In shaa Allah, you will not die.” The old man got his arms under David and pulled him up. Got him sitting, even though David screamed and gritted his teeth, tears flowing from his eyes. “Please!” he whimpered. “Please, let me die...”

Roughened hands cupped his face, and leathery thumbs stroked away his tears. “Bismillah, do not presume to know Allah’s plan for you, or for the world. Your death will come when Allah decides. He has decided to bring you to my home, and as for me, I will not allow another to suffer. I will care for you, brother. Alhamdulillah.”

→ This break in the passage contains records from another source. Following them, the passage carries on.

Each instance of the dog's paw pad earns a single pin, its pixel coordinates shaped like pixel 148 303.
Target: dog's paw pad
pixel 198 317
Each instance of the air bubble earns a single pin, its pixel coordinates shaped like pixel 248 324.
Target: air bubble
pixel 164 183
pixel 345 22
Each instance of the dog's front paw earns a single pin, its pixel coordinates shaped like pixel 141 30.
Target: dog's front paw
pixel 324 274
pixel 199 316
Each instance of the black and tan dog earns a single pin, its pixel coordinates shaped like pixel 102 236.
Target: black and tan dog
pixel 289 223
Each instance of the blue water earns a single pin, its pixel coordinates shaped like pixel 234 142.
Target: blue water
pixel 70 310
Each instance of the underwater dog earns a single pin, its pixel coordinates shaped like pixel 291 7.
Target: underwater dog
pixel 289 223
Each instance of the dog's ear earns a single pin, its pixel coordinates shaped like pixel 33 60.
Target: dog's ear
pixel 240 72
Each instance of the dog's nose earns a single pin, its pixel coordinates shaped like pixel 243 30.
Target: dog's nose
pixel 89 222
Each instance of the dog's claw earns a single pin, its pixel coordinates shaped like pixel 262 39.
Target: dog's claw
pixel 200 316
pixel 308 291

David shook his head. More tears fell, rivers streaming from his eyes. He didn’t want kindness, especially not from Al Jabal’s father. The father of the man who’d kidnapped him, tortured him. Had planned the deaths of his fellow officers. Was Kris even alive? He’d trade his life for Kris’s, had begged Allah to trade. Why was he still breathing?

Was the pain he felt only physical? Or was this what it felt like when a soul was ripped in two? Was this what his mama had felt that night, watching the television in Libya and seeing her husband climb a rickety ladder to a noose?

Al Jabal’s father started reciting a hadith. “Whoever removes grief from a believer, Allah will remove from him one of the griefs of the Day of Judgment. Whoever cares for those in need, Allah will care for them in this world and the next. Whosoever protects a Muslim, Allah will protect him in this world and the next.”

He laid David’s arms over his shoulders and helped him stand, bearing David’s weight when David cried out, unable to walk. His leg, and possibly his pelvis, was shattered. He leaned into the old man’s surprisingly strong shoulders, resting his filthy forehead against his neck. For the first time, he could see more than the dirt or the inside of a car trunk.

Untouched land spread for miles and miles, the slopes of mountains unblemished by the scars of war, bomb craters from drone strikes or missiles or artillery. Villages dotted the tableau, lazy coils of smoke rising from thatched roofs beside tilled fields. Snow was creeping down from the ridgeline, already covering some of the villages, parts of the dirt trails that wound over and through the mountains. This was a corner of the world untouched by the modern world, unravaged by war. Where did such a place exist? Where on the planet was he?

“I will bring you into my home,” the older man said. “It is just there, beyond the fields. You will be safe with me. In shaa Allah, you will.”